When Elijah comes to her and says, “Give me a drink and some bread,” she says, “I’m fresh out.” She says that she has just enough flour and oil to make a tiny meal for her and her son, and after that they intend to take to their bed and die, because they’ve run out of food and out of hope.
Elijah tells her to do what he asks, and that everything will be fine; she won’t run out of flour or oil as long as the famine lasted. And that is what happened.
But the boy, probably weakened by malnourishment, became sick and died. Things had just started to look up, and then this happened. The widow must have wondered if she’d ever see better days.
As you’d expect, she lashed out at Elijah. She accused him of causing the boy’s death as God’s punishment for her sin.
But Elijah simply takes the boy and raises him back to life. As a result, the woman recognized that Elijah was a man of God, and that God’s word as spoken by this prophet was true. Times may still have been hard, but she now had hope, because God was with her.
These aren’t Elijah’s only miracles, according to the historian. But the other ones—like the defeat of the prophets of Baal in the next chapter of 1 Kings—were a whole lot more spectacular.
The ones in today’s reading happen in a very private setting, and benefit only a couple people who probably never crossed their rulers’ minds. But they were two people who were desperate, who had given up hope, who were getting ready to die because there was nothing left for them to do.
Elijah came to them and filled their empty stomachs and brought life out of death. He gave them back their hope.
I do believe that miracles still happen today. I believe things sometimes occur that can’t be explained—a person is diagnosed with a terminal condition, for instance, but then further tests reveal it’s gone.
But I don’t think something has to be spectacular or unexplainable to be a miracle—in fact, one way to define a miracle is something perfectly ordinary that happens at exactly the right time and in exactly the right place. It can be as simple as offering a kind word to the checker at the grocery store. It can be as small as giving a can of soup to the food pantry. Or it can be bigger—like all of us who work together, week after week, to provide free meals at Community Café.
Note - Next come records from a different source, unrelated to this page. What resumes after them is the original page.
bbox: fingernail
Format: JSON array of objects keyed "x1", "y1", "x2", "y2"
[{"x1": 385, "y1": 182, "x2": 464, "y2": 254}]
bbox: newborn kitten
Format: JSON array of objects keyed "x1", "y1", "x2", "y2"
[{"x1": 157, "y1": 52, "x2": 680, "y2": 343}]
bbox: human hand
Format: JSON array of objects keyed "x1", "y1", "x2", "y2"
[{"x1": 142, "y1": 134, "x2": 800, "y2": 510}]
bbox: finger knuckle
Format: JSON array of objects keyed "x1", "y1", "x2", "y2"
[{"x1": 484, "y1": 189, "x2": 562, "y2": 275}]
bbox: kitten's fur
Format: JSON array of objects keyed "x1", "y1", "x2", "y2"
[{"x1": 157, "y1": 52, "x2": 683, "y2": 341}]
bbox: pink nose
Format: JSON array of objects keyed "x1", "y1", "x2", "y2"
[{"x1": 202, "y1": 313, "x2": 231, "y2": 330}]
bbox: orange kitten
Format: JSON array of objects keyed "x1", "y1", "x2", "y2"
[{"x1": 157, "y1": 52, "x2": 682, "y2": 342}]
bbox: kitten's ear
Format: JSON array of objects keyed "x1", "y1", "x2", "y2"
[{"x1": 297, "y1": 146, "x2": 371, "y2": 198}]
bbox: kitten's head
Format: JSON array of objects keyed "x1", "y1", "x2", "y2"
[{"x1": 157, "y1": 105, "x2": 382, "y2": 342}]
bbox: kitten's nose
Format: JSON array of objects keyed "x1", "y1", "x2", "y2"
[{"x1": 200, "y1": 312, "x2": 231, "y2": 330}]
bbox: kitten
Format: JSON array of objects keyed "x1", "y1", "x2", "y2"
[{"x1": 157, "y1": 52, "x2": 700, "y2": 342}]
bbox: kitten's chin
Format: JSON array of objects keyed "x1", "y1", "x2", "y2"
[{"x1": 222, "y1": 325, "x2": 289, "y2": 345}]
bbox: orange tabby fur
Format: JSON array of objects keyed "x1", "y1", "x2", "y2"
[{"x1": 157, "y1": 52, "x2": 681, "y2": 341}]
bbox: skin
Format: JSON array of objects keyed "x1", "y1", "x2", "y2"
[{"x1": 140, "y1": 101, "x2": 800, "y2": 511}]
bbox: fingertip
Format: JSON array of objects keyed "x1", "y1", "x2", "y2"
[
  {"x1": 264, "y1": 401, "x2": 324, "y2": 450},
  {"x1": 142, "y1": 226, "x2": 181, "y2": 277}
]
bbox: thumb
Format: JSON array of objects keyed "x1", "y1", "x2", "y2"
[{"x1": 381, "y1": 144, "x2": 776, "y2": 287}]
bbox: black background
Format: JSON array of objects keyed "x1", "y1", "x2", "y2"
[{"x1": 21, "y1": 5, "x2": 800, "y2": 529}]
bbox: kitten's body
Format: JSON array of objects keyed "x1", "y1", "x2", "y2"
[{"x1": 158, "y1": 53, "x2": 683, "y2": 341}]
God works through people—through individuals and through groups of us who come together to try and do some good in the world. And that means we each can be somebody’s miracle. We don’t have to be a prophet or an especially holy person, and we don’t have to go (too far) out of our way; all we have to do is go about our business looking for ways we can make someone’s day a bit brighter, their path a bit less rocky.
So that’s my assignment for us this week: Let’s be miracle workers, wherever, and whenever, and however we can.
[1] My Papa would say, “That’s why you need a union.”
[2] This is all vastly oversimplified, I know; but there’s obviously not time to go into great detail about Methodism and the history of English industrialization in a sermon.